ESA has their own great news, this time on solid earth.
“ESA’s new tracking station in Malargüe, Argentina, will be formally inaugurated on 18 December 2012 and enter service early in 2013. The massive, 35 m-diameter antenna enables receipt of precious scientific data from current and future missions voyaging hundreds of millions of kilometres into our Solar System.
Inauguration of Malargüe also marks the completion of the Agency’s trio of deep-space antenna (DSA) stations as part of the ESTRACK network and confirms ESA as one of the world’s most technologically advanced space organisations.”

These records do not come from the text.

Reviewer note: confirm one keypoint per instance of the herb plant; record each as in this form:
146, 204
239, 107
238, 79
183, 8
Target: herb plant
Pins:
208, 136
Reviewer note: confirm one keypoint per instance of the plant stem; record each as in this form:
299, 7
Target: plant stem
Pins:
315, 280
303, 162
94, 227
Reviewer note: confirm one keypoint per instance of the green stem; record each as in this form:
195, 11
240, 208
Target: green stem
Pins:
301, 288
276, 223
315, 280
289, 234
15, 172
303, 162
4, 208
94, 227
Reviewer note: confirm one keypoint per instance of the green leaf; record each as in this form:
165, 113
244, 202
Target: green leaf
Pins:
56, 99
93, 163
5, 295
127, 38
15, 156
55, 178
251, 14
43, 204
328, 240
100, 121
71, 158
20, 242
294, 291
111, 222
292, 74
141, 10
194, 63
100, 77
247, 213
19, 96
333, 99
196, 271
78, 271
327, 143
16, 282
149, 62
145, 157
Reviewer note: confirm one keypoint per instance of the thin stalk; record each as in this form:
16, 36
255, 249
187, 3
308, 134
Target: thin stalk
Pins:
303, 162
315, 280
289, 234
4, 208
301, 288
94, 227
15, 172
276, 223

The European Space Agency (ESA), established in 1975, is an intergovernmental organization dedicated to the exploration of space, currently with 19 member states. Headquartered in Paris, ESA has a staff of more than 2,000. ESA’s space flight program includes human spaceflight, mainly through the participation in the International Space Station program, the launch and operations of unmanned exploration missions to other planets and the Moon, Earth observation, science, telecommunication as well as maintaining a major spaceport, the Guiana Space Centre at Kourou, French Guiana, and designing launch vehicles. ESA science missions are based at ESTEC in Noordwijk, Netherlands, Earth Observation missions at ESRIN in Frascati, Italy, ESA Mission Control (ESOC) is in Darmstadt, Germany, the European Astronaut Centre (EAC) that trains astronauts for future missions is situated in Cologne, Germany, and the European Space Astronomy Centre is located in Villanueva de la Cañada, Spain.